There is the Mozilla Common Voice Project, where you can donate your voice (I did - it’s dead easy and quite fun), but as far as I see it, it is rather focussed on speech recognition, but even for this project, especially female voices are terribly underrepresented.
Every halfway decent sounding speech synthesis app uses either the Google or Azure resources with their restrictive licensing policies.
Right. I noticed that at an early stage of my Linux experience.
As I wanted to have a text-to-speech programme for having texts read out to me I needed something that produced an output which could easily be understood.
After having done some research on the matter I wrote a script that takes care of that.
At least to me it´s not only perfectly understandable but also very human-like.
No robotic touch at all.
It makes use of the programmes pico2wave and mplayer (with some scaletempo, lavcresample and equalizer options).
It supports the German and English languages and even caters for different speeds.
The output of mplayer runs in a sandbox (firejail).
At any rate: it suits my needs.
If anyone is interested, I could post the script.
Of course it can be modified to the user´s liking.
I noticed the same thing. The Read Aloud feature built into MS Edge is really nice. It worked the same on Linux at one time, but they dropped Read Aloud on Linux at some point. There are browser add-ons that do a nice job too. I use Reader View when on Linux. The voice seems the same as when using MS Edge on Windows, but you can’t read the current page aloud without going into an Immerisive Reader view.

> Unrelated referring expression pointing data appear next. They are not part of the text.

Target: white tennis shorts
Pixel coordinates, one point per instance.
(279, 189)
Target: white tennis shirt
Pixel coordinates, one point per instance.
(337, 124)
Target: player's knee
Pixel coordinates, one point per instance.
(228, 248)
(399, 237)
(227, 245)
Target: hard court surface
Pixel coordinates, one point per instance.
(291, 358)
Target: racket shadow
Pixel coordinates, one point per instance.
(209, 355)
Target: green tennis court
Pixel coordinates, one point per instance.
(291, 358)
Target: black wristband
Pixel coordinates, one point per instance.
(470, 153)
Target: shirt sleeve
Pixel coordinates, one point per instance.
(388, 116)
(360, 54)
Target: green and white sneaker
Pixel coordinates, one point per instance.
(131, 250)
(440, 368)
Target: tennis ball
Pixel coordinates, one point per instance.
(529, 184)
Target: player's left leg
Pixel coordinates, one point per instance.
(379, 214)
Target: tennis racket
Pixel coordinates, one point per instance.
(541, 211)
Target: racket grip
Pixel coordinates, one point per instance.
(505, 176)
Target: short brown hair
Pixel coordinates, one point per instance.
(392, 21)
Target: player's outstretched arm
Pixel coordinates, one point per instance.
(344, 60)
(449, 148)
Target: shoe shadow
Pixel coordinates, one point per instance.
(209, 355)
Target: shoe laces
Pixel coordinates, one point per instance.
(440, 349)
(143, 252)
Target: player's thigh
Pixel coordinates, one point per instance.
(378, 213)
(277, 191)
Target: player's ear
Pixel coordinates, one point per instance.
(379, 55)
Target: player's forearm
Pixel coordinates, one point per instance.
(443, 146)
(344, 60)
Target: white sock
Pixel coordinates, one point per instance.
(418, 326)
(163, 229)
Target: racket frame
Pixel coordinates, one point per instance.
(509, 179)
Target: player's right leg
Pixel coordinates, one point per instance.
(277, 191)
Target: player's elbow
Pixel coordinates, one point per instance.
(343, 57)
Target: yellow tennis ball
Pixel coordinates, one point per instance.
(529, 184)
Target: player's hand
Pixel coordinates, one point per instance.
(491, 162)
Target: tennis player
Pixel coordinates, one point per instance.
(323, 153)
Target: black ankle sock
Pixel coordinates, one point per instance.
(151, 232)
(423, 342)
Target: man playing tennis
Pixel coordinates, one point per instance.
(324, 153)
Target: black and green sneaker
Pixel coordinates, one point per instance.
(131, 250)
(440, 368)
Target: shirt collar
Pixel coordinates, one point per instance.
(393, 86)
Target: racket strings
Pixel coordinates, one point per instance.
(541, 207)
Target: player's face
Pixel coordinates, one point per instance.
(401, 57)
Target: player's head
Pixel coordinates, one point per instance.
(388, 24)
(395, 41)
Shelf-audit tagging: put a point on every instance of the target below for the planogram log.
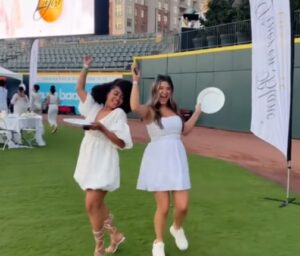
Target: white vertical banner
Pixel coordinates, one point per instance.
(271, 71)
(33, 64)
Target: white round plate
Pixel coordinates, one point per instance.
(76, 121)
(212, 99)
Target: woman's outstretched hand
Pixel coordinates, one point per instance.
(198, 109)
(135, 72)
(87, 60)
(97, 126)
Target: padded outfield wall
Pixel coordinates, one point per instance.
(228, 68)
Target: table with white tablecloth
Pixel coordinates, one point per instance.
(18, 123)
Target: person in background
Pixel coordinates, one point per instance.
(97, 170)
(3, 95)
(20, 101)
(52, 102)
(164, 169)
(36, 100)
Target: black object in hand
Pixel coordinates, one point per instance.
(86, 127)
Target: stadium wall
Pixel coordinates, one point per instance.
(228, 68)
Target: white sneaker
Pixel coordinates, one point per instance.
(180, 239)
(158, 249)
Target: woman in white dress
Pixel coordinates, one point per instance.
(20, 101)
(97, 170)
(164, 168)
(3, 96)
(36, 100)
(52, 103)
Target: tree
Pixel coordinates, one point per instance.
(226, 11)
(242, 10)
(296, 4)
(219, 12)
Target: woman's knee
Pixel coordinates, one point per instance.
(182, 208)
(163, 210)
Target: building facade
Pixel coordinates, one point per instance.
(146, 16)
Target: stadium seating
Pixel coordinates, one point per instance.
(111, 53)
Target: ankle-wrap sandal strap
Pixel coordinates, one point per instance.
(99, 249)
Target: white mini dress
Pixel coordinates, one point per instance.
(164, 165)
(98, 161)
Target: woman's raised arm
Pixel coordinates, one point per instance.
(135, 105)
(81, 92)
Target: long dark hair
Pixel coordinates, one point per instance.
(52, 89)
(154, 101)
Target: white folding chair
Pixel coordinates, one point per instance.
(5, 135)
(28, 136)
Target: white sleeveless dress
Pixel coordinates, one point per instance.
(164, 165)
(98, 161)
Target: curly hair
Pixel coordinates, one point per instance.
(99, 92)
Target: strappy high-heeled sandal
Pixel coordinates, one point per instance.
(116, 237)
(99, 249)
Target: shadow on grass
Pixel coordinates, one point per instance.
(284, 203)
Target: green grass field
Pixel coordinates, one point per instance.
(42, 208)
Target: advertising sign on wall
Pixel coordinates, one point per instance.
(66, 86)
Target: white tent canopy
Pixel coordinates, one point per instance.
(8, 73)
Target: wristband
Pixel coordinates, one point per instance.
(85, 68)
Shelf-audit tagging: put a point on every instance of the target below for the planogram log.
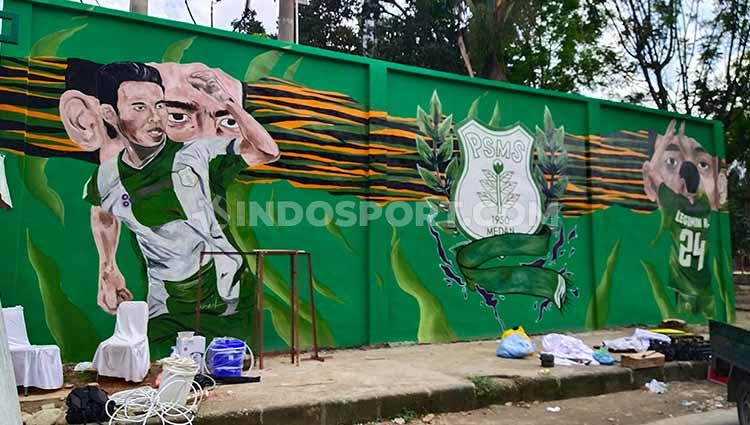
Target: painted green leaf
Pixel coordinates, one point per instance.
(473, 109)
(436, 108)
(549, 125)
(335, 230)
(292, 70)
(453, 169)
(495, 120)
(433, 323)
(429, 178)
(424, 149)
(34, 176)
(445, 152)
(445, 127)
(379, 280)
(423, 121)
(262, 65)
(272, 211)
(660, 296)
(50, 43)
(174, 52)
(238, 194)
(598, 310)
(71, 329)
(449, 227)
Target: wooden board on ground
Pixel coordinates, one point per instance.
(642, 360)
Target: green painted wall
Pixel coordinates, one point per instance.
(346, 127)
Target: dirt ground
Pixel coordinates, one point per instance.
(625, 408)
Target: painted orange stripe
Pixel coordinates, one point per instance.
(396, 132)
(316, 104)
(393, 149)
(35, 114)
(390, 189)
(52, 64)
(8, 89)
(21, 153)
(340, 149)
(67, 142)
(44, 74)
(304, 113)
(298, 90)
(295, 124)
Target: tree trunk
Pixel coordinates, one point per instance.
(286, 20)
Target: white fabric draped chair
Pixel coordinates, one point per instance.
(126, 354)
(37, 366)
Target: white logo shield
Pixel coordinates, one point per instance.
(496, 193)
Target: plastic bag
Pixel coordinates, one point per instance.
(603, 357)
(515, 346)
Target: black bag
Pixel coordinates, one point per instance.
(86, 405)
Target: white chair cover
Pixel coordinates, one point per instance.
(34, 365)
(126, 354)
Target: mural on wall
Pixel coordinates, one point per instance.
(687, 183)
(172, 151)
(182, 136)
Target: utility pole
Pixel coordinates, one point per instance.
(287, 20)
(139, 6)
(9, 405)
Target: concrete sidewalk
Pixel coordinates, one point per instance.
(362, 385)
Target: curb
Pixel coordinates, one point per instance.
(476, 392)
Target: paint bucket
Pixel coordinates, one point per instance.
(548, 360)
(177, 379)
(225, 357)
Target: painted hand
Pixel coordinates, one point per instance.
(112, 289)
(208, 82)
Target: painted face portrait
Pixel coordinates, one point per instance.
(191, 113)
(684, 166)
(141, 113)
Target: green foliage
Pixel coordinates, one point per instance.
(34, 176)
(657, 288)
(49, 44)
(440, 166)
(176, 50)
(69, 326)
(552, 44)
(290, 72)
(246, 240)
(248, 23)
(433, 323)
(551, 162)
(262, 65)
(598, 310)
(328, 24)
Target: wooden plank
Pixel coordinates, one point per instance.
(642, 360)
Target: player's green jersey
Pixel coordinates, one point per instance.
(689, 274)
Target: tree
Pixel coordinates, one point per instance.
(330, 24)
(420, 33)
(551, 44)
(248, 22)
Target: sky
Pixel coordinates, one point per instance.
(224, 11)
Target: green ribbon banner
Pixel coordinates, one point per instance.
(527, 280)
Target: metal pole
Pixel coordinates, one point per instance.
(286, 20)
(9, 405)
(139, 6)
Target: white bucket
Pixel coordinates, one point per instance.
(176, 380)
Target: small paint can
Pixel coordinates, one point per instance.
(548, 360)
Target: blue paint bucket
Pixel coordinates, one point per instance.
(225, 357)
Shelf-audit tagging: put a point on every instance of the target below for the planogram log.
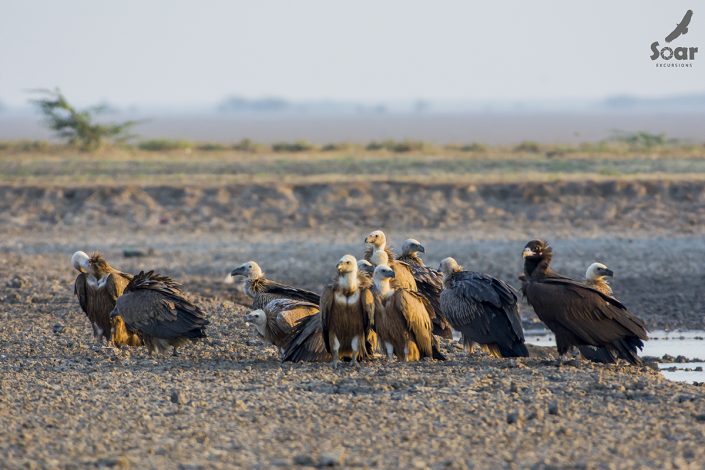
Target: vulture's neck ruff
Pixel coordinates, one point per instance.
(538, 266)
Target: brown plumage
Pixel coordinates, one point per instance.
(377, 252)
(276, 322)
(402, 320)
(98, 287)
(579, 315)
(154, 307)
(262, 290)
(347, 313)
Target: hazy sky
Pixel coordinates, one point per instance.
(183, 53)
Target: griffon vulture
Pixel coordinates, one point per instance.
(347, 313)
(154, 307)
(307, 342)
(596, 275)
(410, 250)
(402, 320)
(579, 315)
(275, 323)
(483, 309)
(377, 252)
(263, 291)
(97, 287)
(429, 283)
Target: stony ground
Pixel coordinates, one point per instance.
(228, 402)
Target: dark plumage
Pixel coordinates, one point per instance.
(579, 315)
(263, 290)
(483, 309)
(155, 307)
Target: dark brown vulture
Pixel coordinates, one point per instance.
(402, 320)
(263, 291)
(154, 307)
(483, 309)
(596, 275)
(410, 250)
(377, 252)
(347, 313)
(579, 315)
(275, 323)
(97, 287)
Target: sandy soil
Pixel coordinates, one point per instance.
(227, 402)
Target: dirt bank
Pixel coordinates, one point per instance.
(559, 208)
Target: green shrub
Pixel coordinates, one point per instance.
(78, 127)
(528, 146)
(336, 147)
(398, 147)
(247, 145)
(164, 145)
(474, 147)
(298, 146)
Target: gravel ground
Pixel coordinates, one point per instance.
(227, 402)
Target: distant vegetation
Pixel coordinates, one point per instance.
(79, 128)
(621, 143)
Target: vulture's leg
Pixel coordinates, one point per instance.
(335, 347)
(390, 350)
(354, 344)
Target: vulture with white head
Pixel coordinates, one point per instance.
(155, 308)
(579, 315)
(596, 277)
(347, 313)
(402, 320)
(98, 287)
(276, 322)
(262, 290)
(483, 309)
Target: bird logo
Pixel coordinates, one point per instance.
(681, 28)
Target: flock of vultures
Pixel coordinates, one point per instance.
(382, 304)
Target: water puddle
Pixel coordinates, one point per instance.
(680, 345)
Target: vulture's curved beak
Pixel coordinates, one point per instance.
(239, 271)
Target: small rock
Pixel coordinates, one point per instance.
(178, 397)
(303, 460)
(553, 408)
(514, 416)
(330, 459)
(18, 282)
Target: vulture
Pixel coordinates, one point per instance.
(483, 309)
(155, 308)
(347, 313)
(578, 314)
(429, 283)
(402, 320)
(275, 323)
(377, 252)
(410, 250)
(97, 287)
(595, 277)
(263, 291)
(307, 342)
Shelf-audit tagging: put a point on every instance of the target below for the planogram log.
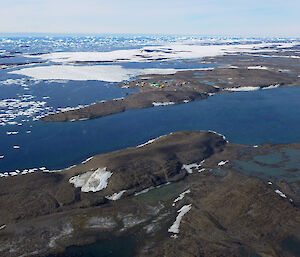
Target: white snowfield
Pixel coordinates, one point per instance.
(92, 181)
(109, 73)
(167, 52)
(116, 73)
(175, 227)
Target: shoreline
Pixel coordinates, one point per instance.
(191, 85)
(71, 208)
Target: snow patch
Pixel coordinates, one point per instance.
(175, 227)
(181, 196)
(92, 181)
(116, 196)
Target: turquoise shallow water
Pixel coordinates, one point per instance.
(246, 117)
(283, 165)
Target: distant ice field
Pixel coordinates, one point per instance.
(78, 71)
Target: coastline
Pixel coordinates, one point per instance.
(192, 85)
(199, 161)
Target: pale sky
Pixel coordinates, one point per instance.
(209, 17)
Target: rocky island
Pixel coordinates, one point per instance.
(239, 72)
(187, 193)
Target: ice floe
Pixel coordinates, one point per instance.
(280, 193)
(175, 227)
(87, 160)
(271, 86)
(12, 132)
(221, 163)
(13, 109)
(116, 196)
(259, 67)
(242, 89)
(92, 181)
(190, 167)
(162, 103)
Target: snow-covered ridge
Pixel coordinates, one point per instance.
(92, 181)
(152, 140)
(189, 167)
(166, 52)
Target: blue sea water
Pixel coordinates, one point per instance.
(245, 117)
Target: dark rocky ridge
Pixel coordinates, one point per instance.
(232, 214)
(195, 87)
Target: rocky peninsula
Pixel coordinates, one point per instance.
(188, 193)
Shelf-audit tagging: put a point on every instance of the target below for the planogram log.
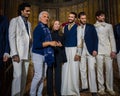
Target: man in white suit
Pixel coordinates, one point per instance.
(19, 38)
(106, 53)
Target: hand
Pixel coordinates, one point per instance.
(5, 58)
(77, 58)
(53, 43)
(113, 55)
(16, 58)
(59, 44)
(94, 53)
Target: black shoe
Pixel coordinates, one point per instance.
(84, 90)
(94, 94)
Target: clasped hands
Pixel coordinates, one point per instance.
(56, 43)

The voice I prefer is Microsoft Natasha (english, female, Austrailian). It’s a bit like having Olivia Newton-John read the page to you.
I have tried some programs (don’t ask me, which) for reading stories, and they worked, somehow.
However: I would have liked to use them for voice-overs on videos (I don’t really like my own voice for that purpose), but they sounded always too mechanic for that purpose.
The problem with these solutions is that, there are not truly free and can not be built into application or projects without licensing and copyright issues.
Interesting topics - I’m not about to start listening, and talking to, computers just yet
These two topics just prompted me to action : I removed my Galaxy S9+ smartphone from its waterproof shell (Amazon purchage) which I needed as I keep it mounted in a phone holder on my e-scooter - sometimes (not often) right in wet weather.
Any - I removed the phone from the “shell” - and used a pair of surgical scissors to remove the inner “bump” that depresses the Bixby or Google Assistant buttom - and covered it internally with some insulation tape…
Now I can no longer accidentally activate Bixby when fumbling about for the power or volume buttons…
Have I mentioned how much I LOATHE Bixby yet? D (rhetorical question)…
On another note, I have a friend who’s a conspiracy nut, refuses to use any form of social media other than email - and was extremely surprised to catch him using Siri of all things!